Once again, watching any of these three television transmissions on their own means little, but the combination in quick succession made it impossible not to draw parallels and conclusions.

What, you may ask, has the Morrisons' ad got to do with disruptive school pupils, the majority of whom are from low income dysfunctional families with massive problems of their own?

Curiously the answer is to be found in the African Aids documentary.

Poverty, in a society where all are struggling and being poor means dying, demonstrably manifests itself in a desperate ambition to survive, and an understanding that education is the most certain way out. Poverty in a society where most are wealthy by world standards, and being poor means not dying, but simply being unable to participate in the conspicuous consumption being vomited up by everything from television ads to tabloid newspapers carrying pictures of the Beckhams' Pounds20,000 toy fort for their son's Christmas present, manifests itself in little ambition to survive, and a contempt for education as being of no practical use in attaining the consumer durables being held up as so crucial to existence.

Now, although this is all stating the bleeding obvious, curiously there seems to be very little evidence in any political manifesto that politicians recognise we are fighting this particular battle, not just against the poverty and deprivation that leads to disruptive and hopeless youths, but also against a polarised society whose views and aspirations have become nightmarishly warped since Thatcher so skilfully created the benefit underclass.

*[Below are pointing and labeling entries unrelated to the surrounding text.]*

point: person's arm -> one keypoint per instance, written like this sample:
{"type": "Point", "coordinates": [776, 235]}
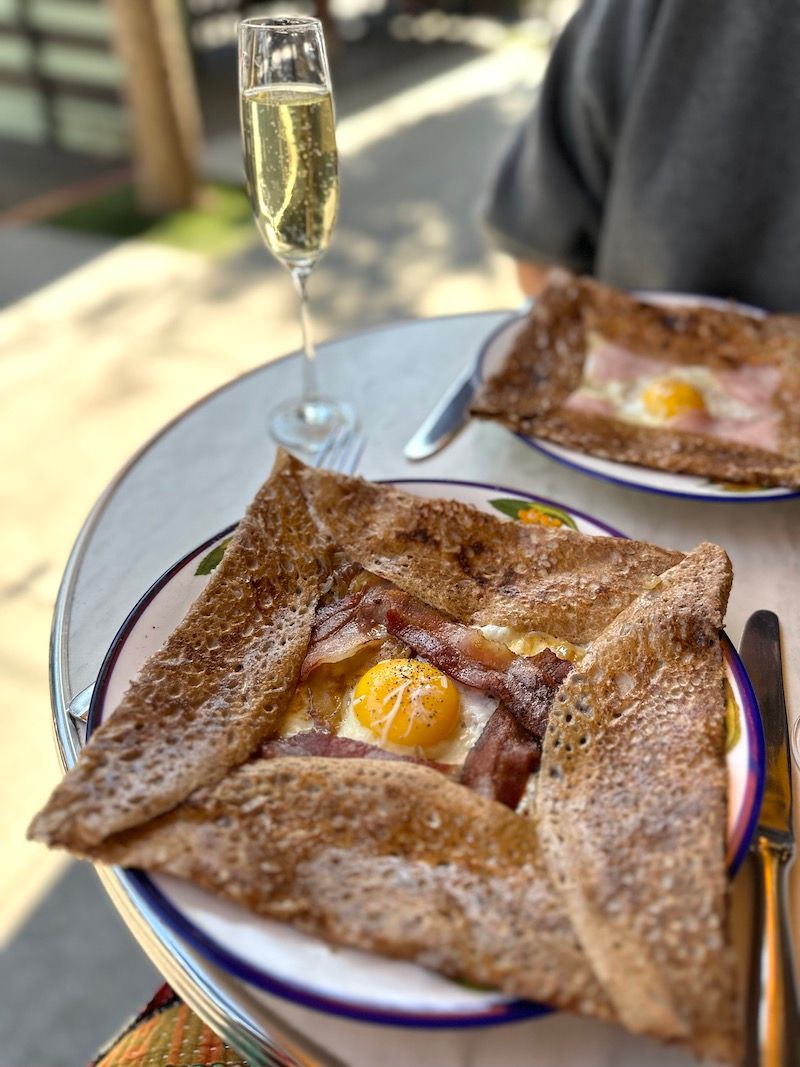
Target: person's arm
{"type": "Point", "coordinates": [546, 204]}
{"type": "Point", "coordinates": [531, 276]}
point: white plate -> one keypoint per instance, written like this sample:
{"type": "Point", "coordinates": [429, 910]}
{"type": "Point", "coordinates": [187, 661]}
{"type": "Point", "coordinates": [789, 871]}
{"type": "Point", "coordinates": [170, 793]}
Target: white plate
{"type": "Point", "coordinates": [493, 354]}
{"type": "Point", "coordinates": [278, 959]}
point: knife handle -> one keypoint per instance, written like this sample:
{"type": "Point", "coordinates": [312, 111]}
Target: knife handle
{"type": "Point", "coordinates": [773, 1034]}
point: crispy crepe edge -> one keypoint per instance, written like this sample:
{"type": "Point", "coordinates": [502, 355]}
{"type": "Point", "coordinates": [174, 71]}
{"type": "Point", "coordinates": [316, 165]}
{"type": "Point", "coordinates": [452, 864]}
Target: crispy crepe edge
{"type": "Point", "coordinates": [648, 891]}
{"type": "Point", "coordinates": [218, 686]}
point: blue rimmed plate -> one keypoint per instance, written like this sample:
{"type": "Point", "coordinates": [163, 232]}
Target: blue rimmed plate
{"type": "Point", "coordinates": [493, 354]}
{"type": "Point", "coordinates": [273, 957]}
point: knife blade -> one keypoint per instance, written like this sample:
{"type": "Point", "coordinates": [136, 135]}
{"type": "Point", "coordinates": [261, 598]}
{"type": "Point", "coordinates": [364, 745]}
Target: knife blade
{"type": "Point", "coordinates": [773, 1017]}
{"type": "Point", "coordinates": [449, 415]}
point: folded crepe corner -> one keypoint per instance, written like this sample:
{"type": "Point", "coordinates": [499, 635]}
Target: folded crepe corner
{"type": "Point", "coordinates": [610, 901]}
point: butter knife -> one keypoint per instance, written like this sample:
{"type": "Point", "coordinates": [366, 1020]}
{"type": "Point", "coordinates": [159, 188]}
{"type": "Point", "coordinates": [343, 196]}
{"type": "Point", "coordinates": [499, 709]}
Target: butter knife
{"type": "Point", "coordinates": [773, 1030]}
{"type": "Point", "coordinates": [445, 420]}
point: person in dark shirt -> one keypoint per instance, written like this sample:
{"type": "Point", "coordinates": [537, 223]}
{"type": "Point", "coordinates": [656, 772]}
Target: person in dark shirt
{"type": "Point", "coordinates": [664, 152]}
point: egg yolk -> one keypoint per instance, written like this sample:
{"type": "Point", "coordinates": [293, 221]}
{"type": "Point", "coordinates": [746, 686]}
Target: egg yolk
{"type": "Point", "coordinates": [668, 397]}
{"type": "Point", "coordinates": [406, 702]}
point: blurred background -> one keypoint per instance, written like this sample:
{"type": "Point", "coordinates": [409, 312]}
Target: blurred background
{"type": "Point", "coordinates": [132, 282]}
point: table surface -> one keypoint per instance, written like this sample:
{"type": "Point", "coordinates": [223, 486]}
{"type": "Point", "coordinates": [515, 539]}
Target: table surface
{"type": "Point", "coordinates": [197, 476]}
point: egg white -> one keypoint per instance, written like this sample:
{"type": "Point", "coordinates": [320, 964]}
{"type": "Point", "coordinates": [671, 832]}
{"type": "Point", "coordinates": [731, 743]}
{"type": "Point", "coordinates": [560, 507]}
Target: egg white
{"type": "Point", "coordinates": [718, 401]}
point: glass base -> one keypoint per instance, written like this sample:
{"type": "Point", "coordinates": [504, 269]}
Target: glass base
{"type": "Point", "coordinates": [305, 427]}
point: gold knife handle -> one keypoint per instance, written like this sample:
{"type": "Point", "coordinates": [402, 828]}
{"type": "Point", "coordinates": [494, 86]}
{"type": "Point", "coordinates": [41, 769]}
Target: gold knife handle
{"type": "Point", "coordinates": [773, 1034]}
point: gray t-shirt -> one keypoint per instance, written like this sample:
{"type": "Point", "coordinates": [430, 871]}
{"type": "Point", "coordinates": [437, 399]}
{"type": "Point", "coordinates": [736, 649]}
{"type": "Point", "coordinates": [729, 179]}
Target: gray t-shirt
{"type": "Point", "coordinates": [664, 152]}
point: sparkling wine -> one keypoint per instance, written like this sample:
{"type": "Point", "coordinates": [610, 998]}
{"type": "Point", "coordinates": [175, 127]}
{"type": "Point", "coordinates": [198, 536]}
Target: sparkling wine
{"type": "Point", "coordinates": [291, 168]}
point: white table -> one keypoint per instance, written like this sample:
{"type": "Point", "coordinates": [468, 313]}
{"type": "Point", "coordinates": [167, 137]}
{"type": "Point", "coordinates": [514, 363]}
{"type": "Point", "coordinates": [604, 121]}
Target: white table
{"type": "Point", "coordinates": [197, 476]}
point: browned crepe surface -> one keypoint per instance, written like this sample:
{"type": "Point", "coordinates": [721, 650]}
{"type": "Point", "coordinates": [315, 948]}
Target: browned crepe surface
{"type": "Point", "coordinates": [481, 570]}
{"type": "Point", "coordinates": [393, 857]}
{"type": "Point", "coordinates": [218, 687]}
{"type": "Point", "coordinates": [390, 858]}
{"type": "Point", "coordinates": [546, 363]}
{"type": "Point", "coordinates": [633, 814]}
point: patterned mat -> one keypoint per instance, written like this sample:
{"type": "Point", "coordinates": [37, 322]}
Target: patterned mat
{"type": "Point", "coordinates": [168, 1034]}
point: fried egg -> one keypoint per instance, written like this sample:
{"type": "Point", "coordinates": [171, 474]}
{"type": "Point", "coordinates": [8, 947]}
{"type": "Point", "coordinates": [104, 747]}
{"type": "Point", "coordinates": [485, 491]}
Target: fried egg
{"type": "Point", "coordinates": [733, 404]}
{"type": "Point", "coordinates": [411, 707]}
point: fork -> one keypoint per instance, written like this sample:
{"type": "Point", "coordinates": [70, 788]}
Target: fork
{"type": "Point", "coordinates": [341, 450]}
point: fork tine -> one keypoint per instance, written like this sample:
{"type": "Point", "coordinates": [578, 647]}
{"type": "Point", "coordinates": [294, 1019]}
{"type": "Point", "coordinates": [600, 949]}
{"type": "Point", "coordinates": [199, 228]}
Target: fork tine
{"type": "Point", "coordinates": [357, 444]}
{"type": "Point", "coordinates": [341, 450]}
{"type": "Point", "coordinates": [332, 446]}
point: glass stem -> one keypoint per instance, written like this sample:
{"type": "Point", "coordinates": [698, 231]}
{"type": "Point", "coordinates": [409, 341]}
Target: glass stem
{"type": "Point", "coordinates": [310, 392]}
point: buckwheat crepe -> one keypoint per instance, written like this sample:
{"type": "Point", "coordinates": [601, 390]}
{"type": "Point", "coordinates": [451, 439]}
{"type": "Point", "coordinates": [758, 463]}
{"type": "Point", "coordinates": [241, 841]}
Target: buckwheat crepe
{"type": "Point", "coordinates": [531, 392]}
{"type": "Point", "coordinates": [608, 897]}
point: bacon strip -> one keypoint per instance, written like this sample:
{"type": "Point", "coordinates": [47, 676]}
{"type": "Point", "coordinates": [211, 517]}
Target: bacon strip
{"type": "Point", "coordinates": [501, 760]}
{"type": "Point", "coordinates": [525, 685]}
{"type": "Point", "coordinates": [331, 746]}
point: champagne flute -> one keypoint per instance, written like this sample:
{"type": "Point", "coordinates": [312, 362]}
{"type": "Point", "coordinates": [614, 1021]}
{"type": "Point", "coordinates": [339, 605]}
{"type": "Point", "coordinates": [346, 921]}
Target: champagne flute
{"type": "Point", "coordinates": [292, 176]}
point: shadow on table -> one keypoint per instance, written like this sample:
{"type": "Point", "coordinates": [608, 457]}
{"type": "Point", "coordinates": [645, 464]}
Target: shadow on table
{"type": "Point", "coordinates": [72, 976]}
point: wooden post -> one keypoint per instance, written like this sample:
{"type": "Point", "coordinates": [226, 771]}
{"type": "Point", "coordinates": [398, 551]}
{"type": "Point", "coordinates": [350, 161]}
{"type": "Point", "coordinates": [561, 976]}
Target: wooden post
{"type": "Point", "coordinates": [152, 42]}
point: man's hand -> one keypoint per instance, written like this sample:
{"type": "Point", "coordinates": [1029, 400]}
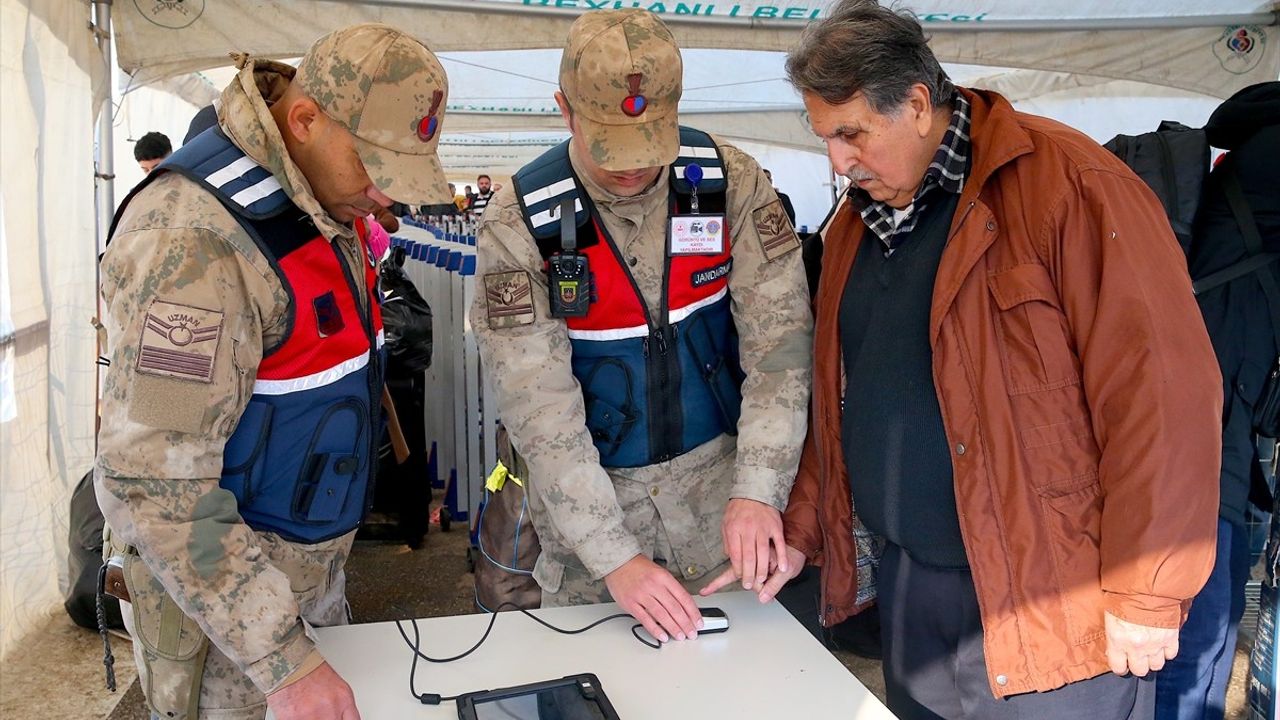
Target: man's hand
{"type": "Point", "coordinates": [656, 598]}
{"type": "Point", "coordinates": [320, 695]}
{"type": "Point", "coordinates": [769, 588]}
{"type": "Point", "coordinates": [749, 528]}
{"type": "Point", "coordinates": [1138, 648]}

How do the Conservatives imagine a teenager, brought up by a family in which four generations have never worked, who sees their status as being judged solely by material gain, and who has suffered a total absence of unconditional love from any single adult, will find salvation in a school full of equally damaged and directionless youths?

We will simply be wasting our money. Nothing we can do in our lifetime will heal the materialistic obsessions of Western life that Morrisons' advertisement so gleefully celebrates, but the channel hopping suggested one short-term alternative idea to expensive and pointless neo-borstals.

Imagine if expellees were given the choice between the Conservative-style boot camp, and a year in Africa, working and living in the poorest areas in the world, overseen by voluntary agencies like Medecins Sans Frontieres, or Save The Children. The former would be as unattractive to the disruptive youth as it would be expensive to the taxpayer, whereas the latter would undoubtedly change the life of any teenager forever, never mind one who has barely left his or her own city.

Of course such schemes are daydreams and can never happen.

Damaged families are keener on exercising their rights rather than their responsibilities, and to them, packing Jordan and Romeo off to Africa might have the distinct colonial whiff of 19th-century felon ships to Australia rather than being seen as the opportunity of a lifetime. But recognising that disturbed youngsters wrestle as much with the moral and spiritual vacuum of modern British life as with the practical difficulties of poverty is not something we should ever be ashamed of acknowledging, nor politicians ever shy of addressing.